Well, been feeling kinda cruddy for the last couple days, running fever, body aches and all that, so I guess I am going to go to the doctor today. I really don't want to go because I don't know that they have something that will just make me better. I hate being sick, however, I know it is probably a good thing because it is the only thing that may slow me down enough to really get some rest. Slept until 10AM this morning, I don't even remember the last time I slept that late, but hey, it felt really good, except for the headache I woke up to.
Weird thing about being sick, for me it usually comes when something is really going good in my life or when the direction or path in which I am heading is exactly where I feel that God is leading. I wonder how many others this happens to? I honestly feel that in most cases this is spiritual warfare. Previously this week I had made some initiating steps towards some things that God has laid on my heart to move into and invest myself. God has been really working through the Holy Spirit to give me some direction in where I need to be involved, where He can most use me and the gifts that He has given me. I love people and honestly over the last couple of years I feel like I have been stagnate and disconnected, but with many thoughts coming about, maybe it was a drawing from the Holy Spirit, I don't know. Anyway, what I do know is that I am now making steps to re-involve myself into life, into ministry, and all with no holds barred. Usually I would say "but" at this point, but no more, there is no "but" in life, I will now press on...fight this fight...get over being sick, and praise God for His protection during this time of being sick. When we are sick, our defenses are down, our desire is diminished, our sinful laziness kicks in and it's almost as if we just take time off not only from work, play, things, but most importantly God. Hence the "but" I mentioned earlier, to say "but" or even think it is to compromise with what we know is right, what we know is best, and ultimately what we know God is prompting us towards. I am excited about the opportunities that God has presented in my life, and I will press on to do this that God has called me to.
Another point to make about this warfare is that it comes in many different ways, not only by being sick but also by distractions and things that come about to derail what He is desiring to do in our lives. I was discussing all of this yesterday with a friend and all the events that have come about over the last month or so.
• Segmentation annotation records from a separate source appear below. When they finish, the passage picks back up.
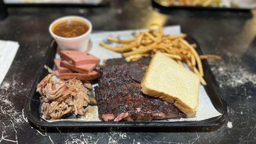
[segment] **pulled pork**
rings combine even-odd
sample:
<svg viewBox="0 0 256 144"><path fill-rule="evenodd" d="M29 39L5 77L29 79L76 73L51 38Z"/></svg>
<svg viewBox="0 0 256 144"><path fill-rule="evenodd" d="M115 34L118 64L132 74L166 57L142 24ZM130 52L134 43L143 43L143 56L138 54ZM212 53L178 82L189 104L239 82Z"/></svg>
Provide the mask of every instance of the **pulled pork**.
<svg viewBox="0 0 256 144"><path fill-rule="evenodd" d="M41 112L46 119L55 119L73 112L82 115L84 107L90 102L87 89L81 81L75 79L63 81L53 78L49 74L38 84L36 91L41 95L43 102Z"/></svg>

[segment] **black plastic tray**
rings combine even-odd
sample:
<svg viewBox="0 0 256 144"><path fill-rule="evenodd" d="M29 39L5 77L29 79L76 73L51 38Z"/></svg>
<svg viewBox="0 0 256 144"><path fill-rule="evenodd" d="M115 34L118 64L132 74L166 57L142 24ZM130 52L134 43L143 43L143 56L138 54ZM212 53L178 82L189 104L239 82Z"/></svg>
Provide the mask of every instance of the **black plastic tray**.
<svg viewBox="0 0 256 144"><path fill-rule="evenodd" d="M196 49L199 55L202 52L198 43L190 37L186 38L189 43L196 43ZM121 122L80 122L80 121L56 121L49 123L42 119L39 110L40 102L39 101L40 94L36 92L37 84L48 74L47 70L44 68L44 65L53 67L53 59L56 52L57 44L54 43L48 49L44 61L42 63L37 72L34 84L27 99L25 106L26 114L28 118L35 124L45 127L211 127L216 125L223 122L227 114L227 106L224 100L219 88L215 80L214 76L209 69L206 60L203 60L203 66L204 71L204 78L207 84L205 86L212 102L215 108L221 115L201 121L121 121Z"/></svg>
<svg viewBox="0 0 256 144"><path fill-rule="evenodd" d="M168 8L169 9L198 9L198 10L221 10L221 11L248 11L251 9L246 8L239 8L235 7L212 7L212 6L164 6L161 5L155 1L154 0L151 0L152 4L157 8Z"/></svg>

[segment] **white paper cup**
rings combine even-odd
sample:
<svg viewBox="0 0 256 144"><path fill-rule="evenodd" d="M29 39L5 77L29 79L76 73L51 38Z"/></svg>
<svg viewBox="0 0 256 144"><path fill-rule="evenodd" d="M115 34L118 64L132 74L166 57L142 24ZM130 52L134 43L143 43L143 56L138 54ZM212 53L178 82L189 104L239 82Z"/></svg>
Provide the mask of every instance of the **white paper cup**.
<svg viewBox="0 0 256 144"><path fill-rule="evenodd" d="M84 34L76 37L64 37L58 36L52 32L53 27L58 25L56 23L58 22L76 20L85 22L88 26L89 29ZM50 34L56 40L61 50L75 50L82 52L86 51L88 49L88 44L92 29L92 24L89 20L77 16L68 16L59 18L52 23L49 26Z"/></svg>

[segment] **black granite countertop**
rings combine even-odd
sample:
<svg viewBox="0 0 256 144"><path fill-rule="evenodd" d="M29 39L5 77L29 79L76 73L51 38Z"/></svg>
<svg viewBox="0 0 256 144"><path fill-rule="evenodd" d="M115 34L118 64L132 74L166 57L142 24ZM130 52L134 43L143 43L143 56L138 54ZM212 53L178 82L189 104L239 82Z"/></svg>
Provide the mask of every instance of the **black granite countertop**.
<svg viewBox="0 0 256 144"><path fill-rule="evenodd" d="M250 12L156 11L150 0L112 0L99 7L9 7L0 21L0 39L20 46L0 86L0 143L255 143L256 10ZM226 121L201 128L39 127L28 122L24 105L49 48L48 28L55 19L78 15L94 30L146 28L152 23L180 25L204 53L228 106Z"/></svg>

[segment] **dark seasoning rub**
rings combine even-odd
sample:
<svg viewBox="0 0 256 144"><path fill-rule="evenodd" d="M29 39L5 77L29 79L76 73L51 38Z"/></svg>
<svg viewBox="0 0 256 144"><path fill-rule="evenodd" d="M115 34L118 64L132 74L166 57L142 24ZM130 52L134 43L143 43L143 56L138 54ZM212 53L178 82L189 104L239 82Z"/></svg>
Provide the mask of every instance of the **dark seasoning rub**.
<svg viewBox="0 0 256 144"><path fill-rule="evenodd" d="M101 68L99 86L95 88L100 118L133 121L186 117L173 104L140 91L140 82L150 60L145 58L131 64L122 63L123 59L113 59L107 61L106 67Z"/></svg>

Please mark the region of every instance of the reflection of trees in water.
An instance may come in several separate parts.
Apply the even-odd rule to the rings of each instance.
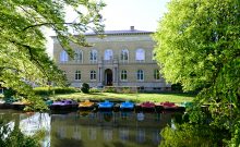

I revealed that I do have a fear of being derailed because often in the past I have been and his response was that now is where I can the true grace of God working, but in a different way, not by going back and fixing those things in the past, but rather in a backwards way. He brought up the book I think "The Lion, the Witch, and the Wardrobe" and how the author mentions towards the end of the book that work is sometimes done backwards in our lives, meaning that we have experiences in life from the past where we have failed and this in turn ends up being a reminder when some of those very same "decisions" come to face us again today and later tomorrow...all this to say that the grace comes in through this, where we can see and remember how we once handled a situation and how God uses that NOW to allow us to make the right decision, to choose the right path, to take the stand we needed to stand, and to have the courage and strength to do so. He gives us the opportunity all through grace and while it may seem a difficult situation, the results are never regretful.
I don't know if any of this makes sense to whoever may be reading this, but maybe the sickness is clouding my being able to explain it the best way. Maybe I will post again later today or tonight to reiterate my thoughts. I guess we'll see. Have an intentional and fearless day, to do all that God has put you here for, to workout in fear and trembling, His desire for your life, but knowing with all your heart, that He desires your best, He loves you, and You are here in His image.